La France dispose d'un réseau ferroviaire développé, ainsi que de canaux et voies fluviales reliés à des ports. L'un et les autres sont sous-exploités en fret, même s'il n'en fut pas toujours le cas, avant que le camion soit capable de parcourir de longues distances. On n'a pas à répéter combien de cargaisons-camions contient un train de marchandises ; mais je peux dire à ceux qui découvrent le sujet qu'un seul automoteur de la Seine porte quatre-vingt dix conteneurs qui seront quatre-vingt-dix camions de moins sur l'autoroute A13 (soit une théorie de sept kilomètres de long, sans comparer la quantité de gasoil brûlé).


Les barreaux de transports de masse ne sont pas faits pour livrer le client dans sa cour. Mais les sociétés de camionnage local l'ont fait et le referont. Le train de fret descendait (ou montait) de nuit et à 6 heures on dépotait sur le quai de la halle aux colis (le SERNAM) où les camions venaient charger. On voit encore partout ces postes-fret à quai haut, abandonnés dans les gares de voyageurs. Au Fenwick d'aujourd'hui ça irait bien plus vite pour transborder des palettes. Combien coûterait globalement le transport des flux de marchandises et denrées en site propre ? Moins cher s'il fait masse.

Est-ce faisable tout simplement ? Pas avec la SNCF d'aujourd'hui ! Ses cadres rêvent de mettre des avions sur le rail et le fret ne leur apportera aucune gloire. Pourtant des trains-blocs circulent en France à la satisfaction de tous, par exemple le Perpignan-Rungis qui livre six cents tonnes de fruits et légumes chaque matin au Marché d'intérêt national, mais en parallèle on laisse monter deux-cent-cinquante camions frigo chaque jour sur Paris. Idiot ! On a vu aussi des trains-blocs de conteneurs Lyon-Rotterdam. On sait faire, "on" n'a pas envie de faire ; dans les bureaux climatisés on fait... carrière ! Ce n'est pas le roulant ou l'agent de triage de la SNCF qu'il faut dénoncer mais son état-major gommeux d'X-Ponts, X-Mines.

Les gens du Plan Quinquennal ont appliqué au plus grand pays d'Europe occidentale et donc à celui où les distances étaient les plus longues, les recettes qu'utilisaient les pays moitié moins grands et qui trafiquaient en tous sens dans des zones industrielles denses comme la Rhur, le triangle Hanovre-Hambourg-Brême, le bloc Liverpool-Manchester-Sheffield ou le Sud des Galles.

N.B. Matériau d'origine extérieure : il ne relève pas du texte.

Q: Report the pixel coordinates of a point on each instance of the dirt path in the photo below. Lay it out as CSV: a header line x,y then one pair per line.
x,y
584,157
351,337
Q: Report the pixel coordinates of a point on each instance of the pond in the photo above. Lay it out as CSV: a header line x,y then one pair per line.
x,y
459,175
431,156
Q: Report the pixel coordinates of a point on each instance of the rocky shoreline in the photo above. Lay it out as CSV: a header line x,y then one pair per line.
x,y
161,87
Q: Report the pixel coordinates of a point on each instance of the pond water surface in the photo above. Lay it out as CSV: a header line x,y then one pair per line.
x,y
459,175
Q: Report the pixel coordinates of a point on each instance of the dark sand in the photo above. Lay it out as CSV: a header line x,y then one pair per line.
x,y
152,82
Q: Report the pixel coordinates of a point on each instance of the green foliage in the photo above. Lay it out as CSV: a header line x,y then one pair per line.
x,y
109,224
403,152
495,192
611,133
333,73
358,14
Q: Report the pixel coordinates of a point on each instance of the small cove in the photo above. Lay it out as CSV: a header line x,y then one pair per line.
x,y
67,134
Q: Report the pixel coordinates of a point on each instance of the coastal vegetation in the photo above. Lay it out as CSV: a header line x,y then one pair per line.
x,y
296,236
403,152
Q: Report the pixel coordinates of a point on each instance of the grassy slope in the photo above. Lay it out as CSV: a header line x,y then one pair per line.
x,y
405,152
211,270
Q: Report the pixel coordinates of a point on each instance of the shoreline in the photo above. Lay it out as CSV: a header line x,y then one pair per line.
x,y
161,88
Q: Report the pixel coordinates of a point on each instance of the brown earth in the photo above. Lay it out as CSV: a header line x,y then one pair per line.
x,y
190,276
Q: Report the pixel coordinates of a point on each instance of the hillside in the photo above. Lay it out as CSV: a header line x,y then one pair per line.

La métropolisation inéluctable du territoire français va remettre à la mode les barreaux de fret qui seront un bon moyen de "domestiquer" les flux si l'on ne veut pas être bouffés par la route et les particules fines. Quant au transit international, il faut avoir le courage de mettre les camions étrangers sur le rail comme le font les républiques alpines qui en eurent un jour assez de refaire leurs routes endommagées par des Bulgares.


Bien sûr, tout ceci convoque des financements puisqu'il faudra réhabiliter les postes-chargement-fer dans les métropoles d'éclatement, refaire certains embranchements, acheter de la traction (qui ne tombe pas en panne) et former du personnel motivé par le fret. Ailleurs, finir le canal Seine-nord et le Rhône-Rhin pour créer un hinterland à Marseille-Fos. Si nous n'y arrivons pas, je suggère de donner le projet aux Chinois qui en trois coups de queuillère à pot monteront les infrastructures et amèneront les trains dans le cadre des Routes nouvelles de la Soie. Il faut y être allé voir pour bien comprendre notre décadence.

Sur ce, je ne vous raconte pas comment fonctionne le lobbying des camionneurs, ni l'avalanche d'obstacles de toutes provenances qui a bloqué les trains de bitume de Petit-Couronne à Irun pour desservir l'Espagne... il y a vingt ans.